Patient 3 had very early onset NOMID associated with a novel missense mutation in the exon 3 of CIAS1. This mutation caused a cysteine-to-tyrosine amino acid change at position 148, in the NACHT-associated domain, which lies in between the PYRIN and NACHT domains. This finding expands the spectrum of CAPS-associated CIAS1 mutations. Although this patient had typical NOMID clinical findings, such as forehead bossing, bony overgrowth, and aseptic meningitis, atypical features in this case include a normal neurological development, cutaneous lesions with necrosis and scars, and decreased complement levels that recovered after introduction of corticosteroids and prophylactic antibiotics.

But how do CIAS1 mutations cause excessive inflammation? Cryopyrin/NALP3 interacts with adaptor proteins ASC and cardinal in a multiprotein complex known as the cryopyrin inflammasome [9]. This inflammasome regulates IL-1β release by bringing together and activating two pro-caspase-1 molecules, which subsequently cleave pro-IL1β to active IL-1β. In accordance to this model, monocytes from patients with mutations in the NACHT/NOD domain of cryopyrin show increased activation of caspase-1 and increased release of IL-1β [10]. Current evidence suggests that the wild-type cryopyrin is kept in an inactive state through auto-inhibition likely mediated by the interaction between the LRR domains with the NACHT/NOD domain of the protein. Mutations in the NACHT/NOD domain or some regions of the LRR domain might, thus, disrupt this auto-inhibitory mechanism, resulting in increased inflammasome activation and subsequent IL-1β release.

The key role of IL-1β in the cryopyrinopathies is confirmed by success of treatment with IL-1 blockers in all three clinical syndromes.

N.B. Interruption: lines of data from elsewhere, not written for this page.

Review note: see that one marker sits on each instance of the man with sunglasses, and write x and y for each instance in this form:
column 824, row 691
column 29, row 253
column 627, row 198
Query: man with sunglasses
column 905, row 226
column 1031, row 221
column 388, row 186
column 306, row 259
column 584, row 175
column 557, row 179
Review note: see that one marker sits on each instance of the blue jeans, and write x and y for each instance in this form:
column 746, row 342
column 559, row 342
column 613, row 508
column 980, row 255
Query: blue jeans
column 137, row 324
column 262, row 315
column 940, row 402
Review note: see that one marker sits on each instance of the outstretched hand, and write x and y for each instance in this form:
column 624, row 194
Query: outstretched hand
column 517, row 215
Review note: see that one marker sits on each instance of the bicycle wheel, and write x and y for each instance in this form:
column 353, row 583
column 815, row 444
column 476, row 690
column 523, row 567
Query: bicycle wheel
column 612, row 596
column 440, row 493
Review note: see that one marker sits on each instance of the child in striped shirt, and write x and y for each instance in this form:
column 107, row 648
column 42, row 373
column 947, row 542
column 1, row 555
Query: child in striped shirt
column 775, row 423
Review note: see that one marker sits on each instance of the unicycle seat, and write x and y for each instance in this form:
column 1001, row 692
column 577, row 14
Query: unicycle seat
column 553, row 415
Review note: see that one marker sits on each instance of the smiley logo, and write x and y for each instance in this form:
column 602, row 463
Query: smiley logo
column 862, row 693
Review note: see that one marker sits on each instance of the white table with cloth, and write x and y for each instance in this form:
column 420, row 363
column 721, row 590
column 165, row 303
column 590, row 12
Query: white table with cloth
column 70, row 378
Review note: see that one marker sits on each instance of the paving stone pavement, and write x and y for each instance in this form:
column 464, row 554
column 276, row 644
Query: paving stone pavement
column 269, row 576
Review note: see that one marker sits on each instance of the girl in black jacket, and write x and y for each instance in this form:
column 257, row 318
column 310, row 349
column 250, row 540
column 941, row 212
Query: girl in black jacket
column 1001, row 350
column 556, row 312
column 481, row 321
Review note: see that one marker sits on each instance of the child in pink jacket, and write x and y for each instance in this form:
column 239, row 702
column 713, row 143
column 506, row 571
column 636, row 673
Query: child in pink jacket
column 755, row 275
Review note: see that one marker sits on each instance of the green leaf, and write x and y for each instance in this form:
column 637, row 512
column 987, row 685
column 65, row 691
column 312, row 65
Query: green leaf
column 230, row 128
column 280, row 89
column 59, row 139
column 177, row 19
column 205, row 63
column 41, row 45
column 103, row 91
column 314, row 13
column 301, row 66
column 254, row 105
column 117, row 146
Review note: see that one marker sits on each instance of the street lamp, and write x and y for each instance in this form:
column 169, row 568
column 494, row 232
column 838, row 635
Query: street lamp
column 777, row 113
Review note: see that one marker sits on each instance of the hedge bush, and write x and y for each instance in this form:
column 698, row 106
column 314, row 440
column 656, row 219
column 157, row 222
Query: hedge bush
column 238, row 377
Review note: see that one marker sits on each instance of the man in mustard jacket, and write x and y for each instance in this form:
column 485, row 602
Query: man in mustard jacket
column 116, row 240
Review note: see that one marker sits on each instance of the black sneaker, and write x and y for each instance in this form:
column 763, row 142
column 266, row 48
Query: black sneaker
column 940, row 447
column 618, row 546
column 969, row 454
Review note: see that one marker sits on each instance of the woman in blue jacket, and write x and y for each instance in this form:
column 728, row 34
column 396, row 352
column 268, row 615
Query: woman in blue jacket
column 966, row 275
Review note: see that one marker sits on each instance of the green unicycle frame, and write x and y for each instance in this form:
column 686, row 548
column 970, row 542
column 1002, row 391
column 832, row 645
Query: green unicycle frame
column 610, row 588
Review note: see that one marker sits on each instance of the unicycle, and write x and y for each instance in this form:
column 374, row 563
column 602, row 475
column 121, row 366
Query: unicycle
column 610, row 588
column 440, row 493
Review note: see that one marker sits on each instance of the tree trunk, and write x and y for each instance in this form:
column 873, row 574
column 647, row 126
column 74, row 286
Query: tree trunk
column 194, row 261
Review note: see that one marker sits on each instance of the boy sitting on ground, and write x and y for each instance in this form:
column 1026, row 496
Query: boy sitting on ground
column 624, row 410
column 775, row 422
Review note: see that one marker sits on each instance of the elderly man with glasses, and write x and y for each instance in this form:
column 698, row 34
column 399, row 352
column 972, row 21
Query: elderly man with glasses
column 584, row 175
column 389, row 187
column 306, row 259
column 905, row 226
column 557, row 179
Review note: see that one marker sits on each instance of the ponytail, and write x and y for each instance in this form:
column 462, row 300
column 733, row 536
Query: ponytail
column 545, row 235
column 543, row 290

In a series of studies, anakinra, a human recombinant IL-1 receptor antagonist, effectively prevented clinical symptoms or acute-phase elevations in patients with FCAS [11], induced a complete remission in MWS and resulted in the resolution of uveitis, rash, fever, and significant decline in cerebrospinal fluid pressure in NOMID patients [12, 13]. The possibility of reducing clinical symptoms of inflammation and of improving the quality of life and prognosis of CAPS patients makes molecular diagnosis of these specific hereditary periodic fever patients extremely important. Unfortunately, anakinra is not commercialized in Brazil.

Conclusions

This report expands the spectrum of disease-associated CIAS1 mutations, suggests that the same mutation can be associated with different clinical syndromes, and supports the evidence that CAPS patients should always be screened for mutations outside exon 3.